Kings of Leon’s fourth album Only By The Night is released today, Huzzah! But what does it sound like? Here’s State’s track-by track run down. A full review will appear in the next issue of the magazine.
A markedly different sound for the band opens the record. The main melody is a bass guitar played through an octave pedal with plenty of reverb and delay. It sounds spooky and atmospheric which is fitting as the song has a gothic dystopian feel. Caleb is in lovesick vampire mode singing about his ‘2000 years of chasing taking its toll’.

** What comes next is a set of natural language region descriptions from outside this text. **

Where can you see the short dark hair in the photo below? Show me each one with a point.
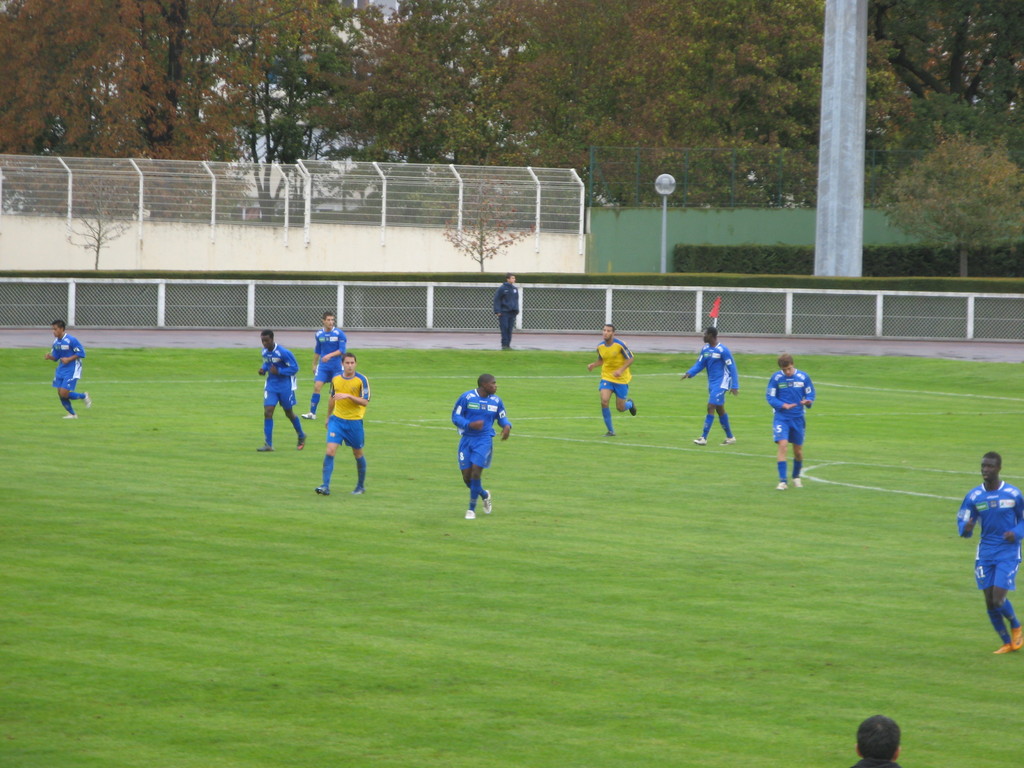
(878, 737)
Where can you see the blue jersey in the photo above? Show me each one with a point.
(284, 380)
(66, 346)
(783, 389)
(999, 511)
(331, 341)
(472, 407)
(721, 369)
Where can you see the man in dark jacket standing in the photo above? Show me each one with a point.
(507, 308)
(878, 742)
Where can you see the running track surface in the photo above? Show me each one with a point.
(24, 338)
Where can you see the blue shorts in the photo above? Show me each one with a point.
(345, 431)
(717, 396)
(475, 452)
(784, 428)
(327, 371)
(65, 382)
(996, 573)
(622, 390)
(272, 397)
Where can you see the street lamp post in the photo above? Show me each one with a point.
(665, 185)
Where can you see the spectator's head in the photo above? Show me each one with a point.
(878, 738)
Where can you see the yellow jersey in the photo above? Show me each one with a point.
(347, 409)
(613, 356)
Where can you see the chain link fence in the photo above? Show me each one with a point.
(468, 306)
(344, 192)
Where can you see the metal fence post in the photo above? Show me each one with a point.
(307, 192)
(583, 206)
(251, 303)
(461, 196)
(162, 303)
(70, 193)
(383, 203)
(141, 208)
(213, 202)
(537, 216)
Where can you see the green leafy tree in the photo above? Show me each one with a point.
(960, 65)
(961, 194)
(432, 82)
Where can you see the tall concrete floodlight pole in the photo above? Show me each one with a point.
(840, 227)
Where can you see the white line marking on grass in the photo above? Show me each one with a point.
(958, 395)
(876, 487)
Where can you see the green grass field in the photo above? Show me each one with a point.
(172, 598)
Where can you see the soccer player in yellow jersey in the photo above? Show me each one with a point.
(614, 358)
(344, 424)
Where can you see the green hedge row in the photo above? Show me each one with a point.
(879, 261)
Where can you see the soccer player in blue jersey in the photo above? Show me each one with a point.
(999, 506)
(330, 347)
(790, 392)
(614, 358)
(474, 415)
(280, 368)
(716, 360)
(344, 423)
(69, 353)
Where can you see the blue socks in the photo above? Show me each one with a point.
(360, 468)
(1008, 611)
(475, 491)
(995, 616)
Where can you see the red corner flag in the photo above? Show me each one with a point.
(714, 310)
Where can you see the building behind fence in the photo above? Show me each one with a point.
(467, 306)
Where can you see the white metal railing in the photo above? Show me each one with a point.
(233, 303)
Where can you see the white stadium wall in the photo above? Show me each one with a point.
(41, 243)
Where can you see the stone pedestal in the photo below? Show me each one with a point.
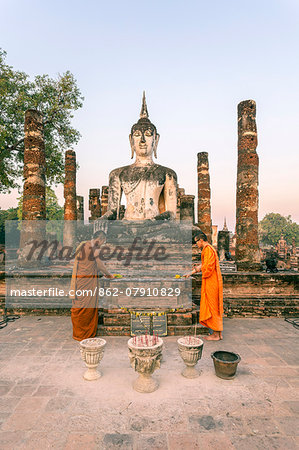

Jared Followill explains how the band got the song’s unique sound:
“That was really quickly, off the cuff. We were sitting around the studio and as far as the bassline goes, I had a bassline that me and Nathan were working together on. But as we don’t use a clicktrack, it was like a repeat pedal that we couldn’t get down so we thought about not even doing it. Right before we started, I clicked on an octave pedal and started playing with, had some reverb on it. All the guys liked it and it’s the thing that starts off the record which most people think is a keyboard. We came in and put a lot of reverb on everything, Matthew found out his pick-up on his guitar picked up his voice so a lot of those really atmospheric sounds, that’s Matthew screaming into his guitar.”
Back into familiar territory with a fuzzy guitar and bass-led number. Features a Guns and Roses-esque guitar solo and Caleb’s token political lyric refers to the ‘crucified USA‘.
3.’Sex on Fire’
Probably the simplest, least-taxing song on the album, hence its first single status. Establishes Caleb’s voice as having definitively grown in stature. We’re a long way from his mumblings on ‘Molly’s Chambers’ now.
The soon to be smash hit and a sure-fire single. It sounds stadium-bound within the first five seconds. An epic sound with epic backing vocals matched to Caleb’s longing for somebody to have an ‘aul cuddle with on the road. Poor little rock star.
Sky-scrapingly good guitar work from Matthew. Lyrics about Caleb’s dancing prowess belie his pedigree for static live performance.
A lovely piano-led Southern ballad finds Caleb in wistful mode – ‘Just know it was you all along who had a hold on my heart / But the demon in me was a best friend from the start‘.
Chiming guitars like church bells lead into this tune with a bluesy feel. ‘Ooh, she’s only seventeeeeen,’ sings Caleb in his distinctive Southern drawl. A bit pedestrian, all things considered.
Apparently about people dissing the band, it features a cheery, driving almost indie-rock histrionics amd the lyrics ‘So don’t knock it, don’t knock it, you’ve been here before ‘. Question is this the Kings, albeit less annoying version of ‘Mr. Writer’?
9.’I Want You’
As ‘Charmer’ was KOL doing the Pixies on the last record, this is the band’s ‘take’ on ‘Wave of Mutilation’ taken only slightly out of that comparison by Caleb’s Tennessee twang. ‘Take’ there means ‘rip-off’ by the way.
The rockiest number on the album with a slight Radiohead vibe. Drop-d tuning makes the guitar riff sound dusty and slightly disturbed.
The title lends the closing song its setting as the song rides in slowly from the dusk. A song imbued by Nashville and the South about ‘a man at the end of his rope who picks himself back up’, so hence the stark, widescreen closing credits feel. A resolute ending with the line -‘Hand over your heart / Let’s go home‘. Employs a neat trick at the end.